Republican presidential candidate Mitt Romney is probably looking forward to a warmer welcome on the next leg of his foreign tour: Israel. This will be Romney’s fourth visit to Israel. His most recent was last year – when he said at a conference that Iran’s leaders “represent the greatest threat to the world since the fall of the Soviet Union.”
NBC News spoke with a number of Israeli and Arab analysts, as well as representatives of Democrats Abroad and Republicans Abroad in Israel, to get an idea of what they think of Romney’s visit.
How will Romney’s visit impact voters in the U.S., especially in swing states like Florida?

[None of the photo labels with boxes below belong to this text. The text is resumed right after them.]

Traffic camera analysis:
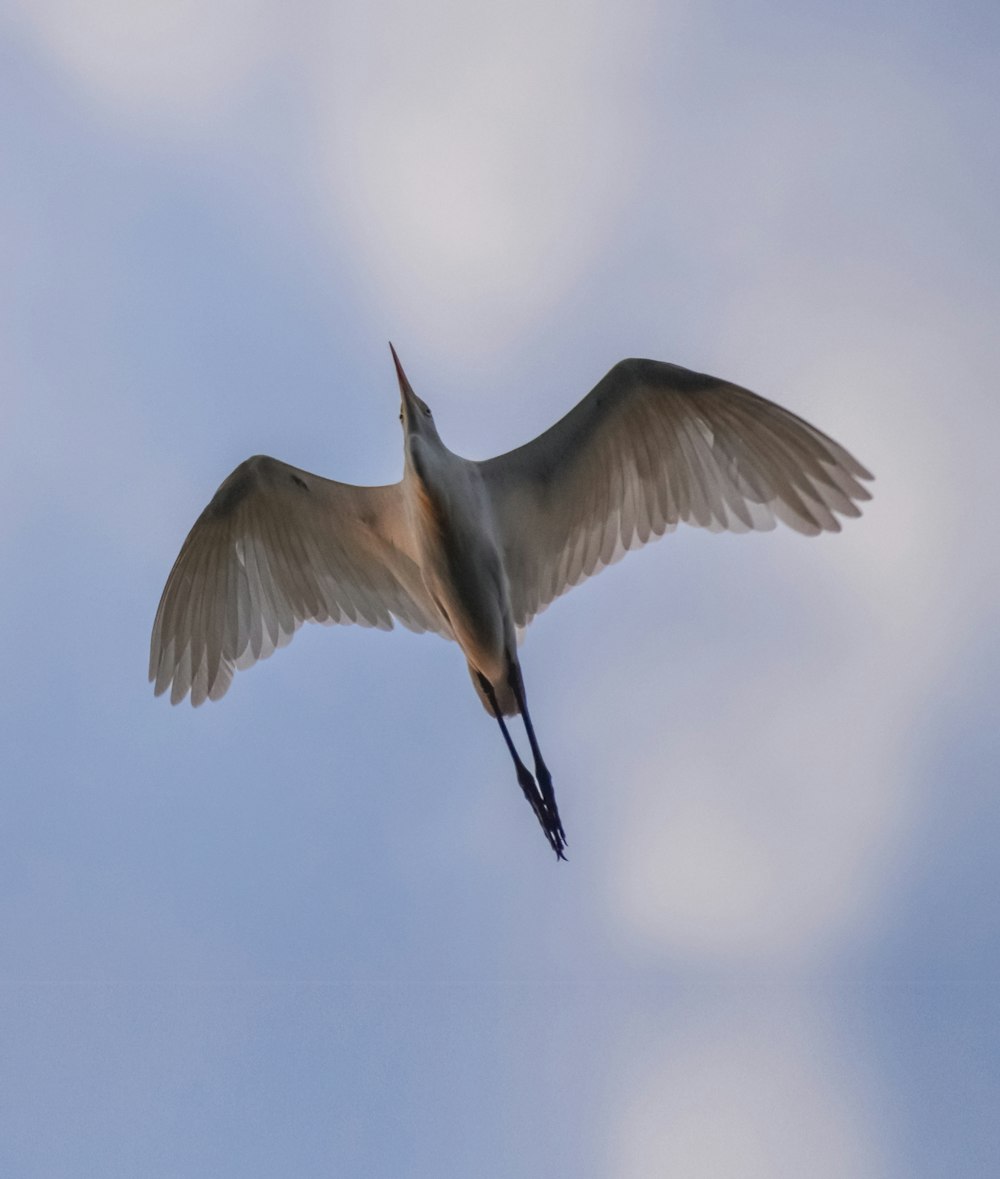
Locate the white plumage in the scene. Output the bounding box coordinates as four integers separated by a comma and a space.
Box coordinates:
150, 351, 871, 856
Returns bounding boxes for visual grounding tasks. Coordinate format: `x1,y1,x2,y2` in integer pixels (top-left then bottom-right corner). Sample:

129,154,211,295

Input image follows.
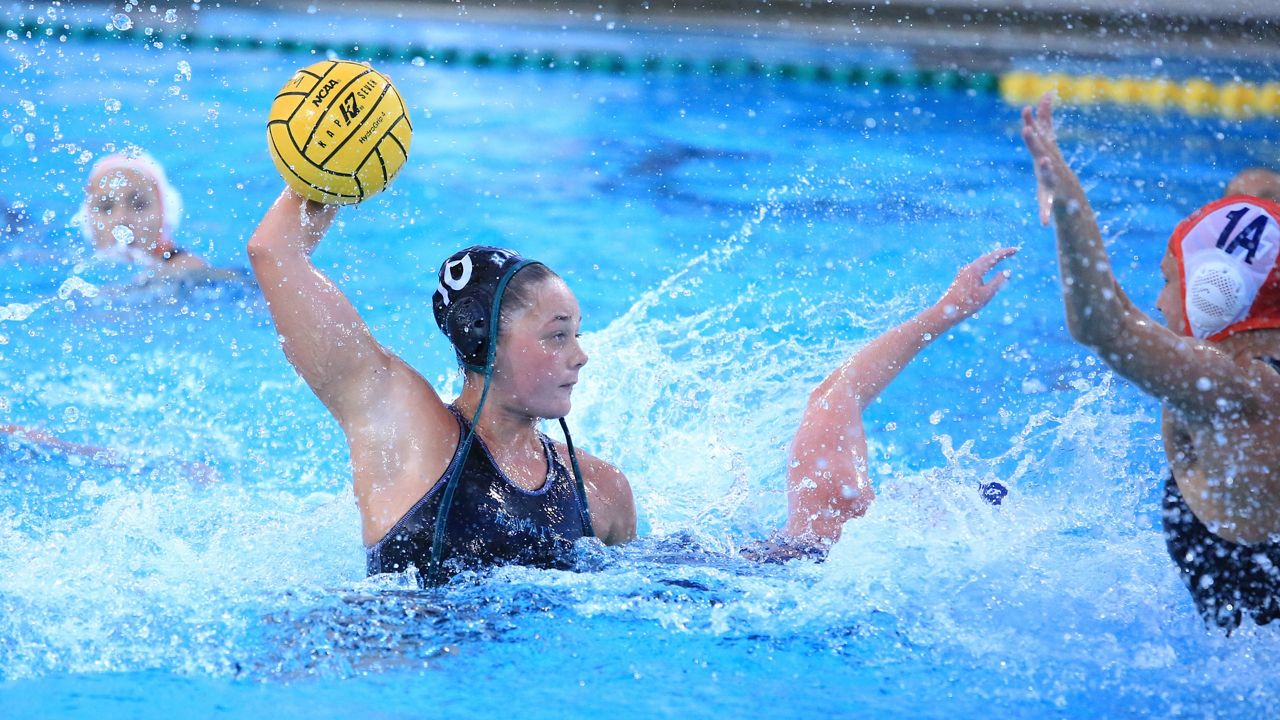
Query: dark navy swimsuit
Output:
367,406,586,578
1161,357,1280,632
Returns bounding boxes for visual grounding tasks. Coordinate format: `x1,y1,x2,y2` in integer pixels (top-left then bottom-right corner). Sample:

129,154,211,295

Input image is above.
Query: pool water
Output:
0,2,1280,717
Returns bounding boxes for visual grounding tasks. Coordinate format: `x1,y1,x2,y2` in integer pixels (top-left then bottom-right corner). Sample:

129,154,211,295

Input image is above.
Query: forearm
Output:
248,190,380,415
814,298,959,410
248,190,335,267
1053,163,1129,347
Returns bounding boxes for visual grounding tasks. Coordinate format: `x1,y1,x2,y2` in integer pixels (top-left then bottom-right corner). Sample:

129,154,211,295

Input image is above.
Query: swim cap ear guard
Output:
425,245,595,584
431,245,534,373
1169,195,1280,341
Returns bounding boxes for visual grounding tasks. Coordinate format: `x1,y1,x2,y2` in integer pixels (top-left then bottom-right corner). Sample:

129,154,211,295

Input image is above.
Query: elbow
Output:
246,233,271,265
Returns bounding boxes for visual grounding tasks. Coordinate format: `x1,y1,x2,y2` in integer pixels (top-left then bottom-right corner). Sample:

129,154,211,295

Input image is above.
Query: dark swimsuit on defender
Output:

Yoram Ettinger, former Minister for Congressional Affairs to Israel’s Embassy in Washington, D.C.: The decision by Romney to highlight Israel as a unique ally of the U.S. will enhance his standing amongst most Americans – Christians and Jews – as evidenced by recent polls, which document increasing American support of Israel. It will have particular impact on voters in critical battleground states such as Florida, Pennsylvania, Ohio, North Carolina, Virginia, Indiana, Wisconsin and Michigan.
How do you rate Obama’s presidency with regard to relations with Israel?
Yoram Ettinger: Obama considers Israel to be the aggressor and the Arabs in general and the Palestinians in particular to be the victims. Obama does not believe in confronting rogue regimes, such as Iran, but rather engaging them in diplomacy and sanctions. Obama is the first American President who shares no affinity towards Judeo-Christian values, which are cherished –according to American public opinion polls – by 80 percent of the American public.
What will Romney be discussing in his visit?
Yoram Ettinger: The recent seismic developments on the “Arab street” highlight Israel’s role as the only reliable, stable, predictable, capable, democratic and unconditional ally of the U.S., which offsets the lower U.S. profile in the Middle East and expected cuts in the defense budget.